A manufacturer shouldn’t simply push bags of pellets out the door. Every truck, every drum, and every lot number comes backed by a chain of people who test, check, and troubleshoot. Batch-to-batch uniformity keeps production lines humming. When a customer finds a new toy design won’t eject cleanly, or a barely visible streak turns up right before shipment, they call us straight. Solving these “last-mile” problems on color bleed, part release, or flexural creep benefits from our in-plant R&D—not just a few certificates in a file.
Working with everything from short-run custom toys to huge, automated lines, we see all the angles. For small teams making specialized items—tactile chewable beads, baby sensory toys—we help tune the softness, flow, and finish to unique molds. For global brands molding millions of parts monthly, our value comes from reliable, repeatable supply. We plan inventory and output so a sudden jump in global demand—maybe there’s a viral hit new toy—doesn’t leave racks empty or workers idle. Our real-world production experience shows up in specification tweaks: maybe a little more process oil for better softness, or reinforcing agents blended in for rugged, outdoor use.
Custom color matching is another skill we’ve honed. Children’s brands want bright, stable hues that won’t fade quickly or transfer between surfaces. We run batch tests for every major color family under simulated sunlight and humidity, checking for fading or leaching before the product hits store shelves. Even for translucent and glow-in-the-dark parts, our TPR delivers clarity and even dispersion—thanks to tight control over carrier resins and process temperatures.

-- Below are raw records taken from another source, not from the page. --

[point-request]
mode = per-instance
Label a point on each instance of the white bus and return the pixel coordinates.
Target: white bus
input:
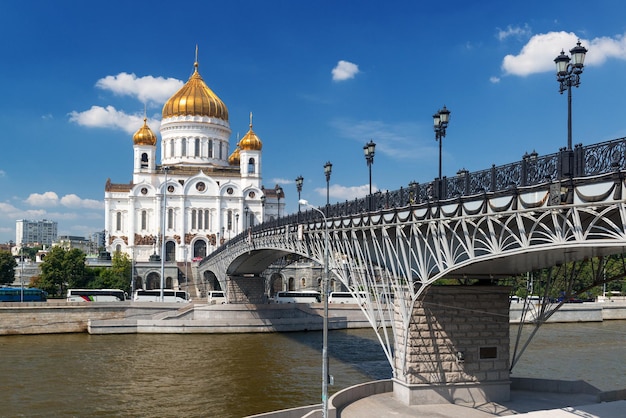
(347, 297)
(96, 295)
(303, 296)
(154, 295)
(216, 297)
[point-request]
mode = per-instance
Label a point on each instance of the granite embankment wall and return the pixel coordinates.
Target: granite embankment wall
(134, 317)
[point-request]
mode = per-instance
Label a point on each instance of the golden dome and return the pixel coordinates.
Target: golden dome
(144, 136)
(250, 142)
(195, 98)
(234, 157)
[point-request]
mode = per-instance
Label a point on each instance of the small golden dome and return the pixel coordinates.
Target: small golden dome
(145, 136)
(234, 157)
(250, 142)
(195, 98)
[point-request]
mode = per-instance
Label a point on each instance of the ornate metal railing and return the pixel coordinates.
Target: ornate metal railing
(533, 170)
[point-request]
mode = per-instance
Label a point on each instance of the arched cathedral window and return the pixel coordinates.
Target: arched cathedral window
(170, 218)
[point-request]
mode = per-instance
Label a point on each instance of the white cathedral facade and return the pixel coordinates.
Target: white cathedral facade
(199, 195)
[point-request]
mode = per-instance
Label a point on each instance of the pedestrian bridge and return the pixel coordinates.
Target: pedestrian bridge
(540, 212)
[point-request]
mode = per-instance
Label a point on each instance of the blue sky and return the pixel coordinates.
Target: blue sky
(322, 78)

The story of TPR for toys is ongoing. Each production run adds to our shared knowledge. We learn the impact of new automation, new color trends, and ever-rising safety standards. Our technical team meets at the line every day for pre-shift checks, troubleshooting any stray variables before they become downtime. Equipment upgrades happen with every leap in sensor technology—infrared moisture checkers, automated pellet sorters, and real-time viscosity meters.
Mistakes happen; no process stands still. What matters is how quickly we respond—a batch showing less elasticity, a pigment running outside specs. We log the root cause, retrain operators, and follow up with customers. Review cycles tighten, new ideas spark on the plant floor, and every improvement pays forward into safer, better toys.
From the raw polymer right through final packaging, we treat TPR like a responsibility. Quality and safety come built in not through press releases but through every run plan, every test, every operator’s eye on the color and the sheen of the final pellet. We know which batches let new toy ideas take off—or fall short. Engineers and designers trust us with the “last step” between concept in a meeting room and the laughter of a child opening a new toy.
Our TPR pellets mean fewer late-night production calls, cleaner parting from tough molds, and happier inspection reports at the end of the line. We stand by the fact that good raw materials drive great toys—and great toys make great childhood memories. Watch a favorite ducky or action figure last years without cracking or losing appeal, and you see the real story behind what we make.